У нее было кольцо, как у Сатурна. Планета быстро вертелась внутри кольца и разбрасывала отблески, похожие на светлых бабочек.

— Ух, ты... — тихонько сказал сзади Володька.

Одна светлая бабочка теплым крылом задела мою ладонь. Я поднял к лицу руки — они стали тонкими и легкими. Я увидел синие обшлага с тремя полосками, белые рукава. На правом рукаве у локтя виднелась аккуратная штопка.

Значит, это было? Или не было...

Я же знал, что мы не купили матроску. И, несмотря на это, вспомнил сейчас, что все-таки купили. Да, упросили дядьку подождать и сходили за деньгами. Потом мама несла домой плоский газетный сверток, а я, радостный и благодарный, тащил скрипучую корзину с картошкой (мы зашли за ней в овощные ряды).
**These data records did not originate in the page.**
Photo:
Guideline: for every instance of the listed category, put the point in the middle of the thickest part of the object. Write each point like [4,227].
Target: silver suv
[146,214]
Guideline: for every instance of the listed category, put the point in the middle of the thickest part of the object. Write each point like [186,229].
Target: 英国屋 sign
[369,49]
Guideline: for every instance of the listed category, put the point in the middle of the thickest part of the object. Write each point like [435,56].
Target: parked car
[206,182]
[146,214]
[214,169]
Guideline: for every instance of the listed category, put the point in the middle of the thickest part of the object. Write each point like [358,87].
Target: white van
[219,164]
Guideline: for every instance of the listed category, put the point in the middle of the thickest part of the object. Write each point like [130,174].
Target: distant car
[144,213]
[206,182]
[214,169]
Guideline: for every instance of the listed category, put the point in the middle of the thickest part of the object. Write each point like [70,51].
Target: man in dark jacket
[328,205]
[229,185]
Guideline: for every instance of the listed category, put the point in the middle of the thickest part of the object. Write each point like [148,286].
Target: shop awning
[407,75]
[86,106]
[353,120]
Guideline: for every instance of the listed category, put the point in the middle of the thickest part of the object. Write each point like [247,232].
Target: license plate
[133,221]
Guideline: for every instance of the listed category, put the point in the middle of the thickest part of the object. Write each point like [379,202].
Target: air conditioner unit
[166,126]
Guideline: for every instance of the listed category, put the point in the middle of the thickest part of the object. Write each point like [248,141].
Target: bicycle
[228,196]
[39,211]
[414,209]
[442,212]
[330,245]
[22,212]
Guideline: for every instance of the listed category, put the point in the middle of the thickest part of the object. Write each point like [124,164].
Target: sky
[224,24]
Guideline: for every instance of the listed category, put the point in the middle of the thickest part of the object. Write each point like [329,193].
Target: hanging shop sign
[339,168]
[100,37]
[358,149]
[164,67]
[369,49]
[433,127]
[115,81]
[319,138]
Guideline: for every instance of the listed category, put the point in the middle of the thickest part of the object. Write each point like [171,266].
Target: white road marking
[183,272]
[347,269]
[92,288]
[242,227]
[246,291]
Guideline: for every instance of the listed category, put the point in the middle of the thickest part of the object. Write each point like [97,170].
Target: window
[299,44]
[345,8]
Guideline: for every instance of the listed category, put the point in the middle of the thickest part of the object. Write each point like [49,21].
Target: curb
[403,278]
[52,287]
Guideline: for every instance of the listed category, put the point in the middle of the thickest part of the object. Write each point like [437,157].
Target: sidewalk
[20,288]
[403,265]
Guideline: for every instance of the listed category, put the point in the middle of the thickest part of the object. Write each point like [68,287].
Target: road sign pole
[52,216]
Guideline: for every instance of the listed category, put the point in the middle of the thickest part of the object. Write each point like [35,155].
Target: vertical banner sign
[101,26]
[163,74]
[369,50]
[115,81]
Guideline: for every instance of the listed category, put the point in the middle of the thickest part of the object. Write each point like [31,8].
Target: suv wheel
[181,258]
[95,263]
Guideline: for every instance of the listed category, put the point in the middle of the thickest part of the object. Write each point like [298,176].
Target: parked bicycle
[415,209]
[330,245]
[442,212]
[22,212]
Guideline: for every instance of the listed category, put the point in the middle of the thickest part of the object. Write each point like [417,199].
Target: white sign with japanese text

Корзина безжалостно оттягивала руки и больно скребла по ногам лопнувшими прутьями. Но это была такая ерунда по сравнению с моим счастьем. И тени от веток весело танцевали на потрескавшемся асфальтовом тротуаре... Только это случилось, кажется, не в нашем городе, а в Северо-Подольске, где мы гостили у дяди. Но не все ли равно?

Я теперь помнил!

Матроска оказалась великовата, и мама до вечера перекраивала ее и перешивала, а я пританцовывал от нетерпения. Наконец я нырнул головой в прохладные полотняные складки, и мне показалось, что матроска пахнет, как паруса на старых фрегатах.

Я перед зеркалом расправил складки под ремешком, глубоко вздохнул, повис у мамы на шее и чуть не уронил ее.

— Пират, — сказала мама. — Не носись долго по улицам, уже поздно.

Вечер висел над городом прозрачно-синий, с желтой полосой за низкими крышами. Кое-где на огородах горели маленькие оранжевые костры. Стояло такое тепло, что воздух казался пушистым. И все кругом было молчаливым, но живым. Облетала черемуха, и густо цвели над заборами яблони. И еще казалось, что в воздухе неслышно лопаются невидимые почки каких-то громадных цветов. Вот-вот эти цветы выступят из полумрака, коснутся теплых заборов, сухих телеграфных столбов, железных крыш, и тогда все оживет и задрожит от непонятной радости.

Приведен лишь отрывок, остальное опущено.